From Waseda, Osaka and Shizuoka Universities, the team has turned to a novel arrangement silicon nano-wires.
“Due to advantages such as its relatively low thermal conductance but high electric conductance, silicon nano-wires have emerged as a promising thermo-electric material,” said Waseda University.
Silicon-based thermoelectric generators conventionally, according to Waseda, employ long (10-100μm) silicon nanowires suspended on a cavity (see left diagram).
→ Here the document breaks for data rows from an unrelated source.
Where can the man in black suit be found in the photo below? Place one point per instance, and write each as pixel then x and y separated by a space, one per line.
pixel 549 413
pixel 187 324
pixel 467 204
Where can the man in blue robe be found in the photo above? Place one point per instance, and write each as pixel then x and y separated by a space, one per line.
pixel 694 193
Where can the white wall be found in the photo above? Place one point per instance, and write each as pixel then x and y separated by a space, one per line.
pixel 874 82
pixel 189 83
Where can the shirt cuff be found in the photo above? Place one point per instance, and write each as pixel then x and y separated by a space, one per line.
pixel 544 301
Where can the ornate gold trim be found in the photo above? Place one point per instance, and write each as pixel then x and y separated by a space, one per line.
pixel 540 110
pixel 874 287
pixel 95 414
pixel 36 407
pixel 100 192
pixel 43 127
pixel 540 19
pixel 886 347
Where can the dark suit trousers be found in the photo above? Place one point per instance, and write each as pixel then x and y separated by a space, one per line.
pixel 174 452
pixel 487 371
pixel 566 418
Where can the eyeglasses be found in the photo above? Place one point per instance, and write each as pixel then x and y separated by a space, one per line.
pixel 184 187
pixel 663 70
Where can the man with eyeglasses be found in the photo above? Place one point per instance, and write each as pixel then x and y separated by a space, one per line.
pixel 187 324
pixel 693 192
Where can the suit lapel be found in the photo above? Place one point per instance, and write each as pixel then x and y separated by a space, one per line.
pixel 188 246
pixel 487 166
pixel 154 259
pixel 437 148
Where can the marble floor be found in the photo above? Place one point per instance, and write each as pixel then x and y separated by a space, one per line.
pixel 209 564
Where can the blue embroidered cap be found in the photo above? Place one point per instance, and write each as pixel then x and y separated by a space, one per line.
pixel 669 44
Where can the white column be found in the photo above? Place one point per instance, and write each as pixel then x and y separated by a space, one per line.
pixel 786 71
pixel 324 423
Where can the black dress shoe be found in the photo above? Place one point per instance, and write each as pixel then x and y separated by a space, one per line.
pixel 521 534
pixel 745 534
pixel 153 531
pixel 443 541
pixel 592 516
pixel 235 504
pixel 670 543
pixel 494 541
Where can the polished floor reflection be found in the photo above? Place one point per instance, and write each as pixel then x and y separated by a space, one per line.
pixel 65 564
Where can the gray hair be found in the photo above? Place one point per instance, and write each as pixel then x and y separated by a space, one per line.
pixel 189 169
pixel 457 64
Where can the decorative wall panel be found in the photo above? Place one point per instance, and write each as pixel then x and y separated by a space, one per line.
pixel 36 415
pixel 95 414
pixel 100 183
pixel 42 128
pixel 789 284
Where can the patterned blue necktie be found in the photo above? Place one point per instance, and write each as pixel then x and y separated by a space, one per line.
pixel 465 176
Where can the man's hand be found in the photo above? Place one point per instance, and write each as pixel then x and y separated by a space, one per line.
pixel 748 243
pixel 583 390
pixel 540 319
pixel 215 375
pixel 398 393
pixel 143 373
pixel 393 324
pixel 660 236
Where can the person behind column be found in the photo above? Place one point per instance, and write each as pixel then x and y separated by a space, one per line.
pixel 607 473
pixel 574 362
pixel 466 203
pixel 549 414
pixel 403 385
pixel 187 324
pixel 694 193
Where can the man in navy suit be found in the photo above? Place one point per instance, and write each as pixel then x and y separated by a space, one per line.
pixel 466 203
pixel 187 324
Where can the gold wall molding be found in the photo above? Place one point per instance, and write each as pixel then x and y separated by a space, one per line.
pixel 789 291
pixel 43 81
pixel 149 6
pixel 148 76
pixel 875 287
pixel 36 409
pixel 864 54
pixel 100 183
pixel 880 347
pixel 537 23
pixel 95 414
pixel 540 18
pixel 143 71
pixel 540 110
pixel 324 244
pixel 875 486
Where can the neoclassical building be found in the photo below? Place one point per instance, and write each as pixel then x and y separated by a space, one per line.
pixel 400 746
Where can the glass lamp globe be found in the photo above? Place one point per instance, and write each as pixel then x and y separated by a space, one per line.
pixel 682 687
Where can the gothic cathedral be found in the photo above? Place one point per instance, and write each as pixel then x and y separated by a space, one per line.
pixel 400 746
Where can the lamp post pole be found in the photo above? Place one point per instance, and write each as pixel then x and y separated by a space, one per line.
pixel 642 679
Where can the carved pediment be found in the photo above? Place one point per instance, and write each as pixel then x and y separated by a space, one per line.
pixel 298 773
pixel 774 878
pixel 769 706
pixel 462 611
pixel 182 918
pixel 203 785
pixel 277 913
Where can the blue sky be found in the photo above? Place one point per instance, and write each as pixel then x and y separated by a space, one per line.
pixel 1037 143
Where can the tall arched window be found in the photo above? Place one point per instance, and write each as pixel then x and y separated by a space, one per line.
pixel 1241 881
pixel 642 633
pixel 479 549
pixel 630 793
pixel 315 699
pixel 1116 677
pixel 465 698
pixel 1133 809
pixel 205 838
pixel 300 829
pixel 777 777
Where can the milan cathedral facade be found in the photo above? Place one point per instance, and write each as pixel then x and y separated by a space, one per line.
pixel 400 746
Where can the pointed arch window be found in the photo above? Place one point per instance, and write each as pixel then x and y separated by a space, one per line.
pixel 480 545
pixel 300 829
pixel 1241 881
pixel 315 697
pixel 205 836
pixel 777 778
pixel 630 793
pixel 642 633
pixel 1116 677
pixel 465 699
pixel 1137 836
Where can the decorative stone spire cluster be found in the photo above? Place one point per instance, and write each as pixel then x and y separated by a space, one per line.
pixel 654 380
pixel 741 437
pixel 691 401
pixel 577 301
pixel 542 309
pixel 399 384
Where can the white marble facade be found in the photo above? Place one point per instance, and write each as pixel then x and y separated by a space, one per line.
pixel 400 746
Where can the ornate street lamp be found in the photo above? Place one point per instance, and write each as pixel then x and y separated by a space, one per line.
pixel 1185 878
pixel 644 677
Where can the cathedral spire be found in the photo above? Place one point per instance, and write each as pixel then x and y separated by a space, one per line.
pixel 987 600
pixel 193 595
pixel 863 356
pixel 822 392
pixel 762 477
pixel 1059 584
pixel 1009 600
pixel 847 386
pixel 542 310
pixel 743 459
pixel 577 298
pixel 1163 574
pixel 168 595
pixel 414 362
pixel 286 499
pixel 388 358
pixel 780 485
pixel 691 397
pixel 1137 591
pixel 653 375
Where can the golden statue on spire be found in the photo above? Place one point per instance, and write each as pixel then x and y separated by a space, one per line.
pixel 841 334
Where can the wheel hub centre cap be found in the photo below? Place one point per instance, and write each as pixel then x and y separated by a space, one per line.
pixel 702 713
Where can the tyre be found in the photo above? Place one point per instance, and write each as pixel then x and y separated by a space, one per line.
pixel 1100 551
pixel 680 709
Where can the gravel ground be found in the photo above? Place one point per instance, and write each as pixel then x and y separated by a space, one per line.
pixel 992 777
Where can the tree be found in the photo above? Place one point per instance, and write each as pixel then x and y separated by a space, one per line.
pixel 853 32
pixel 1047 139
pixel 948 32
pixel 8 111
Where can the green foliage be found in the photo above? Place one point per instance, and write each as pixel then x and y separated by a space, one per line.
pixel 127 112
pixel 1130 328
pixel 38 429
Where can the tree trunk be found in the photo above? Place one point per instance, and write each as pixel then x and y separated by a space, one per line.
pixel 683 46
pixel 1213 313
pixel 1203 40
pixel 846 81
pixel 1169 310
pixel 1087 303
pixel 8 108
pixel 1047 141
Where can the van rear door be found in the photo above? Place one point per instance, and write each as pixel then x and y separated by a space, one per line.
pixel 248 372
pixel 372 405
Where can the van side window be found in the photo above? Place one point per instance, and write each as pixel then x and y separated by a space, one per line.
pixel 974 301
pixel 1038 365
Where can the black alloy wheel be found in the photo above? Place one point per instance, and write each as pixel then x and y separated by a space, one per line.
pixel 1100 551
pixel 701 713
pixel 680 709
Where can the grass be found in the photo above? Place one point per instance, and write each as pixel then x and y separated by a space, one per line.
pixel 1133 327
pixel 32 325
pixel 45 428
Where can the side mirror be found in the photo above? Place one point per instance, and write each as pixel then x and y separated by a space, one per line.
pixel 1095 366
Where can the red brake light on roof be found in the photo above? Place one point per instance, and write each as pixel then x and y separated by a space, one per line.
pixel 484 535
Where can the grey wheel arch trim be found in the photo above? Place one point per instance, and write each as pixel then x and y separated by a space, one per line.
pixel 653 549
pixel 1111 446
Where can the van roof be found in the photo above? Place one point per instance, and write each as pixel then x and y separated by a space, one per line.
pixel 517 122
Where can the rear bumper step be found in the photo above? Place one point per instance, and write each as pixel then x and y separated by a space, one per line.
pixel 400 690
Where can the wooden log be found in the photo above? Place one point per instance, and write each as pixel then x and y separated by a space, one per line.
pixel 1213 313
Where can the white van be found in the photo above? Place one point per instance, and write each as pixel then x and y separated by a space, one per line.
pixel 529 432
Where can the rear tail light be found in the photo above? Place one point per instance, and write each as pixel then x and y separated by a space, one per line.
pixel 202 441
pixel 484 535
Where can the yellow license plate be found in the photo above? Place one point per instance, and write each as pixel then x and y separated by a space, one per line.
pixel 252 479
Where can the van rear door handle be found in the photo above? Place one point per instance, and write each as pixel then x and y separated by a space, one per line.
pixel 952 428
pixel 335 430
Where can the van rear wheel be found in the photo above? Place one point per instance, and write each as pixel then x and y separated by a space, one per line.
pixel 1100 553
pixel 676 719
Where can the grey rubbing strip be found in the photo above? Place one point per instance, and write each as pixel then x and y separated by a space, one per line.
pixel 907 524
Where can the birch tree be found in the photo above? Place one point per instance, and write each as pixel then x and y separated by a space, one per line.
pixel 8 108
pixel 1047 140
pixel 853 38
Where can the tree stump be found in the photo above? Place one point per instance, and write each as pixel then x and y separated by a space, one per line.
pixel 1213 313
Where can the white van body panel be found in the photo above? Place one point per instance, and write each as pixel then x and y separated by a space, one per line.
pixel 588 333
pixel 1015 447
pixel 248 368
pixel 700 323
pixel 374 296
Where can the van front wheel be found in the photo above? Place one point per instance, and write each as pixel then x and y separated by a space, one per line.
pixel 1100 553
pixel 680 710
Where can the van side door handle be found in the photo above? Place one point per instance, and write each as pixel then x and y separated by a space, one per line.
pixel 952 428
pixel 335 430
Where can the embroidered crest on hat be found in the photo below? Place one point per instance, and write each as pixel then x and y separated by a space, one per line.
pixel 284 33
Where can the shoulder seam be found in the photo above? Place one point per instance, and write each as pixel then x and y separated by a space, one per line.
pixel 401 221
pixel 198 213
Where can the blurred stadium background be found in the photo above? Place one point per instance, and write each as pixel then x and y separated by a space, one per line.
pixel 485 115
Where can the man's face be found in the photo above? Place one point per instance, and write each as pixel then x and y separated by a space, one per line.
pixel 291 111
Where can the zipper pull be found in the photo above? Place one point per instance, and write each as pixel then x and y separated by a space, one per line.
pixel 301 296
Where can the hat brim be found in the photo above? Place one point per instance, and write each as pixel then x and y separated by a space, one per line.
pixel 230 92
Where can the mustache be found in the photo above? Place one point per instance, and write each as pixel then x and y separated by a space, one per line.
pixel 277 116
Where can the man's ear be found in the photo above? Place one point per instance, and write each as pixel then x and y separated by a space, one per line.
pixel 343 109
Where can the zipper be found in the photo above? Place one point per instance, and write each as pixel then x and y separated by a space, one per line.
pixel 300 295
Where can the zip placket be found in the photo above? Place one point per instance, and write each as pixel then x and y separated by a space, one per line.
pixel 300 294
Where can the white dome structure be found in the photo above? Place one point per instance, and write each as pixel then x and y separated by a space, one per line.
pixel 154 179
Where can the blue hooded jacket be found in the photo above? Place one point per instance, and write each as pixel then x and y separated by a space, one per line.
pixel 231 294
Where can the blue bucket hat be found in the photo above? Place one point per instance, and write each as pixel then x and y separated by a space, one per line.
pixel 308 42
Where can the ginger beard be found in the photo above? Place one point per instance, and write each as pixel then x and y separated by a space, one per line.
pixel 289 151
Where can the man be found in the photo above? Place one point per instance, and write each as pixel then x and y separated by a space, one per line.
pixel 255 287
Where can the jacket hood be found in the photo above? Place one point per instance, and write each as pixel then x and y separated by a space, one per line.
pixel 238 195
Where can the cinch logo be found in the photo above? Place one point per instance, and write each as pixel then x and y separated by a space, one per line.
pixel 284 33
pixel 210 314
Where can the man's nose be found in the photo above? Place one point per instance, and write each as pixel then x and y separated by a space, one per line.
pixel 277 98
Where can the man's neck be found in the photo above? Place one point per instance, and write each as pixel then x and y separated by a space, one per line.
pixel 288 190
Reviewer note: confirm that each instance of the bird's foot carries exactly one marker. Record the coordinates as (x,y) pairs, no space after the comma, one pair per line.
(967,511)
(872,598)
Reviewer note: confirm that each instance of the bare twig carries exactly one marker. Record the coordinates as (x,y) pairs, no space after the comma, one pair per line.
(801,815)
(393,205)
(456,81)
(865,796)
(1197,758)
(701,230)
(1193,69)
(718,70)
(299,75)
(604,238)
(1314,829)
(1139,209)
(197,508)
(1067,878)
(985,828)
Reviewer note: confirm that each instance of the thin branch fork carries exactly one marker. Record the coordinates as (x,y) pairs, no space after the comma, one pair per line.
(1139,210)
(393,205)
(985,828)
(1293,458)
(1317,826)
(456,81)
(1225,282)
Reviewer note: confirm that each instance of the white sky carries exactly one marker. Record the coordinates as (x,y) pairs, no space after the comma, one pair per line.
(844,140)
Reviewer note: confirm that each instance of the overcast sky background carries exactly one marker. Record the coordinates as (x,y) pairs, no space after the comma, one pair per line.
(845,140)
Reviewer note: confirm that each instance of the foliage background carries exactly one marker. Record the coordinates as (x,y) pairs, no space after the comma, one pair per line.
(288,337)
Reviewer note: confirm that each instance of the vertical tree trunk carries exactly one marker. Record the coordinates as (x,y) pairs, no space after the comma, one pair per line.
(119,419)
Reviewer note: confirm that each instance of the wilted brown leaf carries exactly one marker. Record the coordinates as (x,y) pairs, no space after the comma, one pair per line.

The cavity prevents heat from by-passing the generator wires, thereby maximising the temperature difference across the wires. “However, the cavity structure weakened the mechanical strength of the devices and increased the fabrication cost,” said the University.
Following thermo-electic simulations, the team discarded the long wires, and replaced them with wires 250nm long and under 100nm wide etched through the top layer of a silicon-on-insulator wafer using ArF immersion lithography – see diagram.
Exactly how the arrangement works is unclear from published information, and Electronics Weekly has requested clarification from researcher Professor Watanabe.
According to Waseda University, Watanabe earlier said: the new generator demonstrated the same power density as the conventional devices and, surprisingly, he is reported to have said, thermal resistance was suppressed, and the power density multiplied by ten times by thinning the generator’s silicon substrate from the conventional 750nm to 50nm with backside grinding.
The device is suitable for mass-production, said the University, and was presented at the 2018 Symposia on VLSI Technology and Circuits held in Hawaii in the paper: ’10μW/cm2-class high power density silicon thermoelectric energy harvester compatible with CMOS-VLSI technology’.